I have recently learned (again) how to drive a stick shift. My husband and I were blessed to be given a 2001 Subaru. It is in great shape, and we were so excited about getting it. It came in perfect time as our other two vehicles were dying. My husband told me all of the fancy features from a cd player to butt warmers. I was so excited to start driving this blessing. It is the first nice car we will own. I pictured myself driving to our local Target in style, with my warm bottom cheeks. And then he told me the bad news, it is a stick shift. This is the worst news ever. Rust I could handle, no radio would be hard, but I would deal with that, but a stick shift! My spirits and dreams started to sink down. My trips to Target were now filled with my husband in the drivers seat. This isn't bad, but now I am on his schedule, and alone time will be harder. I had a decision to make, spend every day, all day at home, or learn to drive the trecherous stick shift.
We were meeting friends and my husband was riding with others, the only way I could get to the restaurant was if I drove our car. I looked at it in the parking lot mocking me. I wondered what the car would look like after it's first trip with me. And then I wondered what the other car would look like, you know, the one I will hit. But I pulled myself out of these thoughts and I decided it was time, and got in to start it. Much to my suprise, it started the first time! Now reverse, then first gear..stop sign...first gear...stop sign..speed bump (took that a bit to fast!) and out of the drive way! I was so excited to be on the road without any stallings. First gear, second gear, fifth gear, uh, wait, what's that noise?! I went from second gear to fifth and somehow stalled the car. I pulled over on the side of the road, cars racing by, my adrenaline pumping and my nerves out of control. "I CAN DO THIS! I CAN DO THIS!" I yelled through my tears and fear. I stared the car up again, and drove it to my destination. I made it fine. It was rush hour, and i was very nervous. When i got out of the car, I hoped I never had to drive it again.

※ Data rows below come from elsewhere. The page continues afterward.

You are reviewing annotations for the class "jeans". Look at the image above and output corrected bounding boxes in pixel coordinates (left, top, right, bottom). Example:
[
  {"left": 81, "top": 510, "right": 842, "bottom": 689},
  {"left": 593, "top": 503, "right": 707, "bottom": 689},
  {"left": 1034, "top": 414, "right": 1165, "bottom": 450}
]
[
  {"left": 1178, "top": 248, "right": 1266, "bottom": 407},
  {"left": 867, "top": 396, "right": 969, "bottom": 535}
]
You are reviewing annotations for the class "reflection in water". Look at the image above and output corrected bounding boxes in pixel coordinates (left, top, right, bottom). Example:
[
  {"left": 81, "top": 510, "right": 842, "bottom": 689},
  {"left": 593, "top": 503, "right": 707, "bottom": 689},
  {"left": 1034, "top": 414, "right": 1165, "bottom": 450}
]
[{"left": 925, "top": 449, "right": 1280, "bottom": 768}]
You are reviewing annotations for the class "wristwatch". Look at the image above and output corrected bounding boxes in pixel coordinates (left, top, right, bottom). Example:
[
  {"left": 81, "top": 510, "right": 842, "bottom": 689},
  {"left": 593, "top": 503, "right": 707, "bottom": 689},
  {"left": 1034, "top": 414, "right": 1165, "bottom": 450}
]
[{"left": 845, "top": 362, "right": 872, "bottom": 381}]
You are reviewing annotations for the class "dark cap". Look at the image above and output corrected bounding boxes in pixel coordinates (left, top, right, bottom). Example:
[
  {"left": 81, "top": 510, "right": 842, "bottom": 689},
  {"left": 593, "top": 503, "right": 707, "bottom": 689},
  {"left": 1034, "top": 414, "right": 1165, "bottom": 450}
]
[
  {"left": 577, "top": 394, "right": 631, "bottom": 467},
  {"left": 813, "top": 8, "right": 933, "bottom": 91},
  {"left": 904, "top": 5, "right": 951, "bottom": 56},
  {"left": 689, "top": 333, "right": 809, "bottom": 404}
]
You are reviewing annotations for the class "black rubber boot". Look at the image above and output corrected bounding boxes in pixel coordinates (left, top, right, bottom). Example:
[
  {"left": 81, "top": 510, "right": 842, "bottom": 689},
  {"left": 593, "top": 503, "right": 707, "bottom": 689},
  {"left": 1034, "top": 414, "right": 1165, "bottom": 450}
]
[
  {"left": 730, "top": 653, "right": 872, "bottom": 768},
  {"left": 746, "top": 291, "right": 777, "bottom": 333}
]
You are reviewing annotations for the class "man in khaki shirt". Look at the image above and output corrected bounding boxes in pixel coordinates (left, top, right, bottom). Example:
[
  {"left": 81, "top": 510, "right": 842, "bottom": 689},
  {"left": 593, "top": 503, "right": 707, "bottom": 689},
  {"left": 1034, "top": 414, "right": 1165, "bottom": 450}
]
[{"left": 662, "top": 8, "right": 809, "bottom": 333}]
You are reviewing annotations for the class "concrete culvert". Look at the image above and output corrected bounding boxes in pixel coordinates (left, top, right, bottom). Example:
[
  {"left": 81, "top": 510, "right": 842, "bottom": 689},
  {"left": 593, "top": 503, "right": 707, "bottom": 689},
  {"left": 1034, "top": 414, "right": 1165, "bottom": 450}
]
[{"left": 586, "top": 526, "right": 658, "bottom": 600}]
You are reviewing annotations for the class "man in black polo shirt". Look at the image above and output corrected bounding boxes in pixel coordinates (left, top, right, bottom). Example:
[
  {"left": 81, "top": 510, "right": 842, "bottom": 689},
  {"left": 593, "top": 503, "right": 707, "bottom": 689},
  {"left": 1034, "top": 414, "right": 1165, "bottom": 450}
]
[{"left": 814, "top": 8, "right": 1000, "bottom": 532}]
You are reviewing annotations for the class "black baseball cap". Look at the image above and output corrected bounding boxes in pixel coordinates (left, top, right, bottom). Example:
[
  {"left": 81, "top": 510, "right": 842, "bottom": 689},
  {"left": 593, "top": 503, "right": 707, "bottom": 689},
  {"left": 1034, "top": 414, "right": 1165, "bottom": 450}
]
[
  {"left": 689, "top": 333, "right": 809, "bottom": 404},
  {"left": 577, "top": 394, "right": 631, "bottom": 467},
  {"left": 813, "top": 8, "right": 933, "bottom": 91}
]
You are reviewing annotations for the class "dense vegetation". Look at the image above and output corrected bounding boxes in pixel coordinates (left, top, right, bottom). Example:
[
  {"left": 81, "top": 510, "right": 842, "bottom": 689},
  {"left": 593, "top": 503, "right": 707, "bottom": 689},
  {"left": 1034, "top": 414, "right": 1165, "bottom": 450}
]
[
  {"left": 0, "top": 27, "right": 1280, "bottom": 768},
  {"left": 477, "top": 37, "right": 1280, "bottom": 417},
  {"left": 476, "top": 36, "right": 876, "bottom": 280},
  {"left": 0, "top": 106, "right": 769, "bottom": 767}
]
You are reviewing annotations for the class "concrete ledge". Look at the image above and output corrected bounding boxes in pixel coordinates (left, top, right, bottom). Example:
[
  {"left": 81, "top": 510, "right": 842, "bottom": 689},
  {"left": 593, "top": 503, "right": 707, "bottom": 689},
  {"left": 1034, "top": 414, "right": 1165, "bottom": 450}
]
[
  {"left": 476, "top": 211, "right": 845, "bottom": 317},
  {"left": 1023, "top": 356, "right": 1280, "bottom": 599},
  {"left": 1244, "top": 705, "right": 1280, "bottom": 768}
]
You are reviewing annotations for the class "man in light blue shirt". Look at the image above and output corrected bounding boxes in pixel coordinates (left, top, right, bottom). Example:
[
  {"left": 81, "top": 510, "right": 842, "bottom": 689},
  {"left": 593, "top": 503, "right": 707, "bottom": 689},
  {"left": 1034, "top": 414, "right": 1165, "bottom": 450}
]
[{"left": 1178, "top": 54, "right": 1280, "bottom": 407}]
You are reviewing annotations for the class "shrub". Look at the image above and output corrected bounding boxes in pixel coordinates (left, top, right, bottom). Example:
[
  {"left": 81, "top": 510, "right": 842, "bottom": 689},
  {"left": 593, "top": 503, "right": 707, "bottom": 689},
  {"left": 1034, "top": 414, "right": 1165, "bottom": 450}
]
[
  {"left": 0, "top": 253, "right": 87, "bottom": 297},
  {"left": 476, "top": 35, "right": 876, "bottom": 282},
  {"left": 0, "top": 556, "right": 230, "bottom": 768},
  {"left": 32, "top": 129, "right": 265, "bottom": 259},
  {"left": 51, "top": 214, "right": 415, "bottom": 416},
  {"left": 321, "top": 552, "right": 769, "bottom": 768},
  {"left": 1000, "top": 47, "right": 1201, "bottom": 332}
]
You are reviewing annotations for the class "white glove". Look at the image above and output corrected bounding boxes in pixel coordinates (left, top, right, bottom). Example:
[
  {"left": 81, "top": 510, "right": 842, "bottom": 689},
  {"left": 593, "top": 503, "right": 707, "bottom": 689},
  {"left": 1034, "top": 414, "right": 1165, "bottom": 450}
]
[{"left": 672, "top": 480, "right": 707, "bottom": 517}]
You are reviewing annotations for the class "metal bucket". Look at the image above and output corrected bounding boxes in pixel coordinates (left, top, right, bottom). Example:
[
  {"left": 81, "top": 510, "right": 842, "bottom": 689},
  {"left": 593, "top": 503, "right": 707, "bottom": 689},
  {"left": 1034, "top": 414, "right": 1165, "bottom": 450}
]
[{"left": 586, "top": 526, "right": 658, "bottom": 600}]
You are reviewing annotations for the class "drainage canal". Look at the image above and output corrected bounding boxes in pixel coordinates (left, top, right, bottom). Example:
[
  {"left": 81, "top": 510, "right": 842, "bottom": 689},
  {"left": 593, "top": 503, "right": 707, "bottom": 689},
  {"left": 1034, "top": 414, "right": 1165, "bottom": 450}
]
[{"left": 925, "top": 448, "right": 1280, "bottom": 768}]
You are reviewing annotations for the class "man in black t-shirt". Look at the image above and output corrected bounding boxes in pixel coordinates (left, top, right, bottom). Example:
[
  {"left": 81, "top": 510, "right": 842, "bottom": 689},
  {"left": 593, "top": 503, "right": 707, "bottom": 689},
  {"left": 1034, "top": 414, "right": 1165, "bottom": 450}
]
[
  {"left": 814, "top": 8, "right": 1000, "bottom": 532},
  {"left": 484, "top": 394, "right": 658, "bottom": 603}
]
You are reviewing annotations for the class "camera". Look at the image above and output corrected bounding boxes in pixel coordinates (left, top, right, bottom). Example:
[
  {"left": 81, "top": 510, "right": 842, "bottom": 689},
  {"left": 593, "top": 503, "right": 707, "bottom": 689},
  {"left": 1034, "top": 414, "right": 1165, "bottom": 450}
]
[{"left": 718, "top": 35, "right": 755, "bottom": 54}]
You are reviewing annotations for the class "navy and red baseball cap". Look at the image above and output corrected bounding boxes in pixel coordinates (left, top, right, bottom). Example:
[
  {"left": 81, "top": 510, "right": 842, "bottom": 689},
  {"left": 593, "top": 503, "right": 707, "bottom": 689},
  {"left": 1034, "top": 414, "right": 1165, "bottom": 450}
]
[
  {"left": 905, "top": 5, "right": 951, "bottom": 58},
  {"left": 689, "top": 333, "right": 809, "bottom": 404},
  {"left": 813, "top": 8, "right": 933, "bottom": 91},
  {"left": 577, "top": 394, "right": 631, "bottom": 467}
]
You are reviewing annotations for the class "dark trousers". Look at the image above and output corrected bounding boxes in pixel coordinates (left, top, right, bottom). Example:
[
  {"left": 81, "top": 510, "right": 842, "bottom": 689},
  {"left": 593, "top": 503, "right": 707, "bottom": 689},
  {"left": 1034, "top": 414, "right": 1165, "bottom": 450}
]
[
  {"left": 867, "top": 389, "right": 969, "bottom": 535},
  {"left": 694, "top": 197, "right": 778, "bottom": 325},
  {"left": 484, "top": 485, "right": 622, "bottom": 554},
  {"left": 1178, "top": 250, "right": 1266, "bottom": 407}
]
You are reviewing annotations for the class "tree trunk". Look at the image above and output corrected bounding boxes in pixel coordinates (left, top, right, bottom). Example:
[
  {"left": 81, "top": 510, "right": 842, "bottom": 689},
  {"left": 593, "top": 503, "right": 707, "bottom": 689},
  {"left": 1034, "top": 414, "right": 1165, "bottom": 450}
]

But i knew if I ever wanted to go anywhere, I would have to get in that seat once more. The next time I did, was the week before Christmas. Traffic was super bad, and I stalled it a million times. I cried. I stopped, took a breather, ate some chicken wings, and got back in the drivers seat. The thing is, I had no choice. I had to get back in if I wanted to get home. My life is much like this 2001 Subaru.
Everyday I wake up wondering how I am going to make it one more day. I look at the big picture of the ministry I am in, and my bills piling up, and my friendships and family, and I wonder how it is going to work out. How is it going to be ok? I suddenly get that feeling in my stomach. The one that is much like butterflies, but evil ones. It hurts and eventually eats away at the lining in your stomach. I stop, cry and take a breather. "One day at a time, one hour, one minute", is the phrase I tell myself. That is how I live. That is how I get rid of those evil butterflies in my stomach. Trusting that God will kill every one of them with His promise to take care of me. And I DO love Him, but it is in all of this jerking and gear shifting and even stalling that I get confused and want to stop driving all together. But I can't really. Because I have to keep going, if I want to get home.
1 comment:
you get the reward for "metaphor of the day".
maybe it will be a recipe or something :). God told me that It'd be alright if I took a swat at one of those butterflies for you.
Love you...and I admire you for driving that car.